Ceci nous explique un des secrets de la Providence dans le gouvernement du monde. Comment se fait-il que la loi morale se maintienne ? Il y a bien des siècles, le poète Sophocle faisait célébrer sur le théâtre d’Athènes cette loi sublime que l’oubli ne saurait jamais abolirm. Elle est toujours là, en effet, la loi ! Le temps a renversé bien des trônes et des républiques, bien des chartes et des constitutions, mais la loi morale est toujours debout. Cependant, quelle est la loi qui, plus qu’elle, a été violée, niée, attaquée ? Et pourtant elle est toujours là avec ses deux satellites : le remords qui punit le crime accompli, et ce vengeur du bien négligé qui frappe les vies perdues, l’ennui. Comment cela se fait-il ? Le voici : On cherche sans doute à établir de fausses maximes pour justifier une conduite mauvaise, et on ne réussit que trop à leur donner du crédit. Toutefois, on nie beaucoup moins la loi morale qu’on ne cherche à plaider pour soi des circonstances exceptionnelles qui permettent de la violer. On veut le bien et la loi, on les approuve, on les aime… chez les autres. Cet homme d’État, par exemple, qui médite de tromper ses confrères et de réaliser la maxime que la parole a été donnée à l’homme pour déguiser sa pensée, croyez-vous que, même en matière politique, il prétende établir comme une maxime universelle la légitimité du mensonge ? Attendez qu’un de ses employés lui fasse un rapport politique faux, et vous verrez comme il maintient dans sa rigueur la loi qui prescrit la vérité.
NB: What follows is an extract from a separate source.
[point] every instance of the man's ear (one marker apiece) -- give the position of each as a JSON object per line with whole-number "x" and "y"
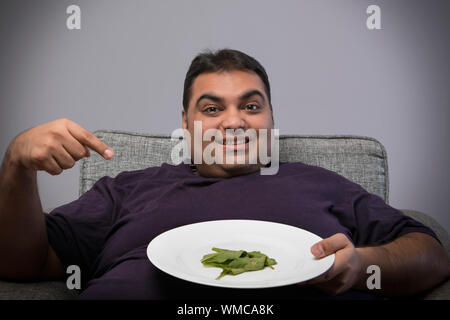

Ce banquier qui s’enrichit par des manœuvres criminelles des dépouilles de ses clients, et qui prépare la ruine des autres et son propre déshonneur, croyez-vous qu’il érige le vol en loi morale universelle ? Attendez qu’un de ses commis dérobe quelques écus dans sa caisse, et vous verrez comme il se rappelle bien le chapitre du catéchisme qui prescrit le respect de la propriété. Son commis est un voleur ; mais pour lui-même, il y a un cas d’exception. C’est ainsi que nous cherchons des excuses pour nous dispenser de l’observation du devoir, plutôt que nous ne nions la valeur du devoir en général. Nous proclamons la loi, nous l’appliquons aux autres, nous la maintenons dans le monde, quitte à trouver pour nous des dispenses. Tous les sophismes dont nous nous servons alors sont autant d’hommages que le vice rend à la vertu. Nous sommes faits pour le bien, et lorsqu’il ne se trouve pas en conflit avec nos penchants mauvais, nous le voulons et nous l’aimons.

m – Chœur d’Œdipe roi.

Le bien est un ordre qui doit être : telle est sa définition. Cette définition réunit la raison qui conçoit l’ordre, et la conscience qui le déclare obligatoire ; et comme le bien s’adresse à notre cœur par l’attrait qui lui est propre, toutes les puissances de notre âme, si elles ne sont pas déviées de leur direction légitime, sont tournées vers le bien. Il nous faut maintenant déterminer plus exactement sa nature, en demandant quel est cet ordre qui doit être.